Par Benoît Caurette - Le 27 juillet 2022.
Les hauteurs de Felletin, dans la Creuse, à mi-chemin entre Limoges et Clermont-Ferrand. En contrebas du lycée des métiers du bâtiment, du fond de l'atelier, Alexandre Verdier contemple le chef-d'œuvre de ses élèves, les yeux plein de fierté. “Une opportunité pareille, c'est complètement inédit dans une vie de tailleur de pierres." L'enseignant de l'unité de formation d'apprentis de l'établissement n'a pas fini de se réjouir.
Kylien, Quentin, Matéo et tous les autres – en tout une dizaine de jeunes – sont toujours impliqués dans l'extraordinaire chantier de restauration de Notre-Dame de Paris. Ici, dans leur atelier d'apprentissage tout équipé, ils se préparent dans l'effervescence à un nouvel ouvrage exclusif qu'il “est prématuré de dévoiler". Depuis septembre 2021, ils ont déjà partagé trois semaines particulièrement enthousiasmantes. À répliquer, tout en se perfectionnant, une gargouille et un garde-corps d'un mètre cinquante pour 350 kilogrammes. Deux maquettes presque grandeur nature pour apprécier les qualités de la pierre qui servira à la restauration : de la saint-maximin, une roche calcaire très tendre du bassin parisien, facile à travailler.
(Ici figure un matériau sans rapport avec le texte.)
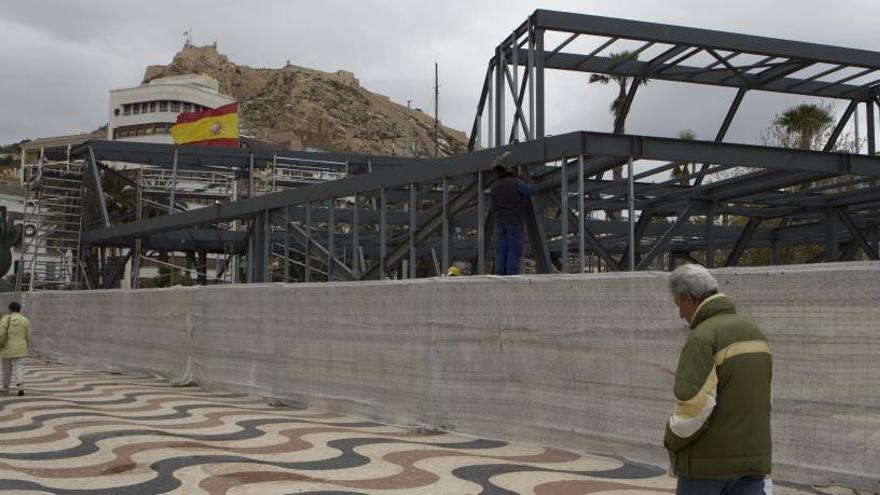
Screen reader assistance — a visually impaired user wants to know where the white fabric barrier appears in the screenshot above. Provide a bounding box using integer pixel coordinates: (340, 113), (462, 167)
(3, 263), (880, 489)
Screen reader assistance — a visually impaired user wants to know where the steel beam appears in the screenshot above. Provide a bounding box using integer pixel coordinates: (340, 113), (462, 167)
(636, 203), (694, 270)
(533, 9), (880, 68)
(822, 100), (859, 151)
(724, 217), (764, 266)
(826, 208), (880, 260)
(547, 194), (619, 271)
(524, 53), (873, 100)
(276, 222), (358, 280)
(83, 133), (880, 246)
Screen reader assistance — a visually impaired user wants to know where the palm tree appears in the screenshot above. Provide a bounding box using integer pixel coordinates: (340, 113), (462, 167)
(774, 103), (834, 150)
(590, 50), (648, 180)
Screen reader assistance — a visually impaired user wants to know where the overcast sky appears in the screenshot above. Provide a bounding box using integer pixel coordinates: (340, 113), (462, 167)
(0, 0), (880, 144)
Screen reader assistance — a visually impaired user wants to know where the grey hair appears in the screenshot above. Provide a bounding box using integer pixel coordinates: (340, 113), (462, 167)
(669, 263), (718, 301)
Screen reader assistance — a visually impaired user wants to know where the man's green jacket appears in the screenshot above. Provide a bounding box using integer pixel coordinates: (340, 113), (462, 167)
(664, 294), (773, 479)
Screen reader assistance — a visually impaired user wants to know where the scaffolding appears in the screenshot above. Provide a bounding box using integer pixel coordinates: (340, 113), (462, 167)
(15, 159), (83, 291)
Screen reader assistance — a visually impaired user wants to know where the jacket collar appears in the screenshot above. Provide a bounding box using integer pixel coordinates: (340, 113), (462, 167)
(690, 294), (736, 329)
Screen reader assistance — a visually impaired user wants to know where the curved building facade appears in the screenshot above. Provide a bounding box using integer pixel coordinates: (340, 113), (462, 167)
(107, 74), (235, 144)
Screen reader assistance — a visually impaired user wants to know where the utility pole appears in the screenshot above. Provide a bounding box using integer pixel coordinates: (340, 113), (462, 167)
(434, 62), (440, 158)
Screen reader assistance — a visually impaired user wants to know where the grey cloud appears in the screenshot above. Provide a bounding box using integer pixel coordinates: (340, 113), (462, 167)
(0, 0), (880, 147)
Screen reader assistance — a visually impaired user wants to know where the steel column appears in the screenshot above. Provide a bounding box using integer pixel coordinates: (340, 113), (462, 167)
(86, 146), (110, 227)
(495, 47), (506, 146)
(409, 186), (419, 278)
(825, 208), (840, 262)
(379, 187), (388, 280)
(528, 19), (536, 141)
(168, 148), (177, 215)
(303, 201), (312, 282)
(327, 198), (336, 282)
(440, 175), (450, 273)
(486, 63), (498, 148)
(703, 205), (715, 268)
(351, 193), (361, 280)
(534, 28), (545, 139)
(626, 156), (637, 272)
(283, 206), (290, 283)
(474, 171), (486, 275)
(724, 217), (764, 266)
(559, 156), (570, 273)
(826, 208), (880, 260)
(510, 31), (522, 142)
(614, 77), (642, 134)
(248, 152), (257, 198)
(578, 155), (587, 273)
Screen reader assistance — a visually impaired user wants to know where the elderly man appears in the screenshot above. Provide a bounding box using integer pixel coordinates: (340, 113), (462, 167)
(664, 265), (773, 495)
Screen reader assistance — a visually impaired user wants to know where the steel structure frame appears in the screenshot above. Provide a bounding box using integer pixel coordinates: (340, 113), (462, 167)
(74, 10), (880, 282)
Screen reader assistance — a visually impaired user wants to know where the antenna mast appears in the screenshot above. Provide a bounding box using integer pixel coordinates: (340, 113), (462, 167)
(434, 62), (440, 158)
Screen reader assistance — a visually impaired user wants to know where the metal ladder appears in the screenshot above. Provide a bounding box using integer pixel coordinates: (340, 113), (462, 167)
(16, 161), (84, 291)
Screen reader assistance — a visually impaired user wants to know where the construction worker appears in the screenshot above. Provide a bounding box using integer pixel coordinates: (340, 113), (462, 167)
(491, 165), (538, 275)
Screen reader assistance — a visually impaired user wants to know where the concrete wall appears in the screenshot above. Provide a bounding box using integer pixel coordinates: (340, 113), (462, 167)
(8, 263), (880, 490)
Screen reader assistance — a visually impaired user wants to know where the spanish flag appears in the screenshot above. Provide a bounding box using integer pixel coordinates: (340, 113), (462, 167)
(171, 102), (238, 148)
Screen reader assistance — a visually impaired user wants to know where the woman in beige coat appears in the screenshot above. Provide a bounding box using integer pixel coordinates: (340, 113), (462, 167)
(0, 302), (31, 396)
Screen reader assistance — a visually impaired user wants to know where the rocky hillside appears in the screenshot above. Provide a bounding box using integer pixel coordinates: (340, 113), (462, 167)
(144, 45), (467, 157)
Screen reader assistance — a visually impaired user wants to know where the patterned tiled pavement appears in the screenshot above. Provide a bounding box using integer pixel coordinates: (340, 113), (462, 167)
(0, 360), (816, 495)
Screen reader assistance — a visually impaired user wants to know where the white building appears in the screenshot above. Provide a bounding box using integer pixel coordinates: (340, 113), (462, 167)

“Du concret, comme en entreprise"
“C'est du concret, comme en entreprise, avec des délais et des règles bien strictes à respecter, c'est hyper formateur et motivant", pose d'emblée Quentin, 19 ans, en terminale Arts de la pierre. “Quand on aime comme moi l'histoire et l'architecture, c'est la cerise sur le gâteau que de travailler pour un monument de prestige, abonde Kyllien, 20 ans, son camarade de classe. Nous sommes habitués à la restauration du patrimoine, et nous nous investissons autant quelles que soient la nature et l'implantation géographique de la construction en face, mais là c'est vrai qu'il y a une saveur en plus." Pour Matéo, 19 ans, qui passera en juin 2022 son brevet des métiers d'art en gravure sur pierre (équivalent baccalauréat professionnel), c'est “forcément impressionnant". A fortiori lorsque son propre savoir-faire, exposé au sein même du monument historique, en tirera une visibilité internationale “inimaginable".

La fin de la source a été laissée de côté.